Sungevity’s official unsecured creditors committee already had objected to bid procedures as too fast, too favorable to LHSC and likely to discourage any other offers. The committee also warned that the case could fizzle into insolvency under current plans.
 
Timetables approved Wednesday added three days to some deadlines but still call for an April 10 bid deadline, an April 12 auction and a sale hearing on April 17, a month after the start of the case.
 
Sungevity’s attorneys said the company had been marketed extensively during sale efforts before the bankruptcy filing and was in dire straits.
 
“Every week we sit in bankruptcy and we can’t close a sale, we’re burning hundreds of thousands of dollars,” Jonathan I. Levine of Morrison & Foerster LLP said. “Absent a sale, the option is to shutter the doors.”
 
The committee's attorney Steven D. Pohl of Brown Rudnick LLP said that questions remain about the value and status of the company’s assets and that more review time would benefit unsecured creditors.
 
“What we have here, as the court knows, is a DIP-to-sale, where a creditor is a DIP [source] and credit bidder,” Pohl said. “They’re in effect using the process to grab whatever unencumbered assets might have been available for the [committee] before the DIP went in for their own benefit.”
 
Pacitti disputed that description, saying, “What’s going on here is the debtor had an opportunity — and there was only one opportunity — to maximize value.
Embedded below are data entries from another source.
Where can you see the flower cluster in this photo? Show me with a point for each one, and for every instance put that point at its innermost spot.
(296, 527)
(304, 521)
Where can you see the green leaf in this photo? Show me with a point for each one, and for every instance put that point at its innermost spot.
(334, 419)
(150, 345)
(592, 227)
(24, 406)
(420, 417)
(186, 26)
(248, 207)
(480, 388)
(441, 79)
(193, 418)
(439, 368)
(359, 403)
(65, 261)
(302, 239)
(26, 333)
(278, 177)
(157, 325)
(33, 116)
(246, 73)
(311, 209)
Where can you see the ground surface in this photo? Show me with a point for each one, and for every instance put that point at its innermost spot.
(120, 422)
It seized upon it.”
 
Sungevity is represented by M. Blake Cleary, Jaime Luton Chapman and Kenneth A. Listwak of Young Conaway Stargatt & Taylor LLP and Jonathan I. Levine, Jennifer L. Marines, Melissa A. Hager and Erica J. Richards of Morrison & Foerster LLP.
 
The DIP lenders are represented by Domenic E. Pacitti of Klehr Harrison Harvey Branzburg LLP and Brad Weiland and Cristine Pirro of Kirkland & Ellis LLP.
 
The Official unsecured creditors committee is represented by Jeffrey R. Waxman and Eric J. Monzo of Morris James LLP and Steven D. Pohl, Sunni P. Beville and Christopher M. Floyd of Brown Rudnick LLP.
 
The U.S. trustee's office is represented by Linda J. Casey.
 
The case is In re: Sungevity Inc. et al., case number 1:17-bk-10561, in the U.S. Bankruptcy Court for the District of Delaware.